Ich stehe gerade an einem Punkt, an dem ich mich frage, ob ich mit meiner Arbeit als Illustratorin für Kinderbücher wirklich genug erreiche. Die Aufträge sind schön, aber irgendwie fehlt mir die Resonanz, das Gefühl, mit den Bildern auch etwas zu bewegen. Manchmal denke ich, dass eine Karriere im Bereich Kunsttherapie vielleicht erfüllender wäre, weil sie direkter mit Menschen verbunden ist.
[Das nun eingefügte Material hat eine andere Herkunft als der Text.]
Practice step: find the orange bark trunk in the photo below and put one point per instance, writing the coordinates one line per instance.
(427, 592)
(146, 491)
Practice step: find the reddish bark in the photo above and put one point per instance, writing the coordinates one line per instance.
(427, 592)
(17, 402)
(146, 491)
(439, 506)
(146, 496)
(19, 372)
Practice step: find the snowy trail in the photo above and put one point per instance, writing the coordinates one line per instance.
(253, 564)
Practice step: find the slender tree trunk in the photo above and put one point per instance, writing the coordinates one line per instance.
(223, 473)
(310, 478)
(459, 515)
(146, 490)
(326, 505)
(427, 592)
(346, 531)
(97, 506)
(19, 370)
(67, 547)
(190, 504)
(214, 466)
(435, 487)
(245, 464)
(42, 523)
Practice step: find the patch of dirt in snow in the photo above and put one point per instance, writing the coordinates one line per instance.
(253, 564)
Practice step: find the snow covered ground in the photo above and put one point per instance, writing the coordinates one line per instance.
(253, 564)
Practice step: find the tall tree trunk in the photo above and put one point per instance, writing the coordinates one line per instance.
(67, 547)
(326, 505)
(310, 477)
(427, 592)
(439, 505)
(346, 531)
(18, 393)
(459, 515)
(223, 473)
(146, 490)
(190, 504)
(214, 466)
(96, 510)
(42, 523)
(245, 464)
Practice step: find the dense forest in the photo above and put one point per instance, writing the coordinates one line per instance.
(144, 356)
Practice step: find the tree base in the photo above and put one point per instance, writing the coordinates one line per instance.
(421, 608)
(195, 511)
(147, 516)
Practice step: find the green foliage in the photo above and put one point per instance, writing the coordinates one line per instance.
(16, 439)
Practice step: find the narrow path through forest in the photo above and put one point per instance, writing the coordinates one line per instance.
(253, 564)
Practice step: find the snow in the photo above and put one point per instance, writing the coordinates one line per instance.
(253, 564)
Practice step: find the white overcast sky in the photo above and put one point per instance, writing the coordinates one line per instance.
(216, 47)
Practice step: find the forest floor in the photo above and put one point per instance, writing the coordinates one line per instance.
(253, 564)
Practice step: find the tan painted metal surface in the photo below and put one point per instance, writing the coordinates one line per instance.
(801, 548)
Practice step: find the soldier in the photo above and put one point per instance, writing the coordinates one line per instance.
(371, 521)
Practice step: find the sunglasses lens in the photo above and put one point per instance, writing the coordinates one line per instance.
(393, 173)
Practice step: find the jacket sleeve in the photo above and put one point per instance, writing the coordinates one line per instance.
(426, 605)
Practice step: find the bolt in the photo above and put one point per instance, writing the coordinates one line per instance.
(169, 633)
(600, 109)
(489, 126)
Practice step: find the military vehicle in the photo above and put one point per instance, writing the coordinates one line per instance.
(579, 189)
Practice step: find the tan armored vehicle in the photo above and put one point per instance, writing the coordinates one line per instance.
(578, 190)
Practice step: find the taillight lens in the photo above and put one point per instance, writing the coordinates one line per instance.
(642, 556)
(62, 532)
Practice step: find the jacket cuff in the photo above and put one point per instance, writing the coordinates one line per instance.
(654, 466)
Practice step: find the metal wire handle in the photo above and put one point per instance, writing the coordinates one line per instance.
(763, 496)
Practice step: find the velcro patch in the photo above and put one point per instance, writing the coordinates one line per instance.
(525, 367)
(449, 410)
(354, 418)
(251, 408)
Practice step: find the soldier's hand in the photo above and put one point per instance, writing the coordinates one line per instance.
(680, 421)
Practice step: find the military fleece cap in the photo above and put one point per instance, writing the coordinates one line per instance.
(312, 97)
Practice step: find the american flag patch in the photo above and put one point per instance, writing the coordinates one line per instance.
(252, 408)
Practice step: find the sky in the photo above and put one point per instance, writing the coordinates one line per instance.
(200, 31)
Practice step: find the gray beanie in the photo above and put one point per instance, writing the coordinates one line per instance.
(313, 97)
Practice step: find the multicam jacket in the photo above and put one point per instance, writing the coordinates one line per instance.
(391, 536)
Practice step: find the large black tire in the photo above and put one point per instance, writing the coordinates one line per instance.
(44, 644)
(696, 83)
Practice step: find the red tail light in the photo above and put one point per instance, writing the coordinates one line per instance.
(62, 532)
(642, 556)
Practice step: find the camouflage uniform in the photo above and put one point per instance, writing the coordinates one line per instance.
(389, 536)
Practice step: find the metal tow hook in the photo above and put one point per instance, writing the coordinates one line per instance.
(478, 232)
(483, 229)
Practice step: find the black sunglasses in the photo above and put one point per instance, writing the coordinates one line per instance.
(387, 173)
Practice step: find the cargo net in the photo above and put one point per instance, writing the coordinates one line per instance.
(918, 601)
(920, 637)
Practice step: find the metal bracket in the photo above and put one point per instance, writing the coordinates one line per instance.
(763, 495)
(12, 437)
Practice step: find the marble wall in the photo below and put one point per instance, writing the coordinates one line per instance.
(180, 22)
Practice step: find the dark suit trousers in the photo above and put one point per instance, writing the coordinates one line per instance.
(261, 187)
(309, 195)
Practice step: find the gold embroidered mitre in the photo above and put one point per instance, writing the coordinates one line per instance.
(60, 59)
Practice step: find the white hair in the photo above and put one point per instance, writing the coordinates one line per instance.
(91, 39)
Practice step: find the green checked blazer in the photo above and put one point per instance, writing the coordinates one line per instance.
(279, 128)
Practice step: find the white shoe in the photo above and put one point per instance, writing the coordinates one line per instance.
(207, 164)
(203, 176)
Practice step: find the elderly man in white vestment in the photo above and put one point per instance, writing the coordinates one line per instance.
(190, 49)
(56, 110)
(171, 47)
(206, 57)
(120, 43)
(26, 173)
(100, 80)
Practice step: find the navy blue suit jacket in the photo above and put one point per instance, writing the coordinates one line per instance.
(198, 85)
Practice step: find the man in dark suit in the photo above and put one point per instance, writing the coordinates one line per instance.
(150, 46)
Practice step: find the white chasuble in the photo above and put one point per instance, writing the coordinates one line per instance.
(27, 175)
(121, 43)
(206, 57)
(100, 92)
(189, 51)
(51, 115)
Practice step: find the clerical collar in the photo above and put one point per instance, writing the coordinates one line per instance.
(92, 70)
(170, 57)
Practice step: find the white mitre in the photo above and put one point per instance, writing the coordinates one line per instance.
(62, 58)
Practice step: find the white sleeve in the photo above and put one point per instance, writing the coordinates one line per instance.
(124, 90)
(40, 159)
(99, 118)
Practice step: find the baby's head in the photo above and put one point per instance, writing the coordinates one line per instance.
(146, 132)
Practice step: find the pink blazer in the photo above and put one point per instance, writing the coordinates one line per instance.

Ich habe nur Angst, dass ich dann die reine künstlerische Freiheit, die ich jetzt habe, komplett gegen ein festes Berufsfeld eintausche.
Ach das klingt ehrlich und schwer zugleich. Du gibst deine Bilder in die Welt und fragst dich warum die Resonanz nicht kommt. Vielleicht braucht es mehr direkte Rückmeldungen statt nur stiller Bewunderung. Die Idee Kunsttherapie zu prüfen wirkt verständlich aber auch beängstigend.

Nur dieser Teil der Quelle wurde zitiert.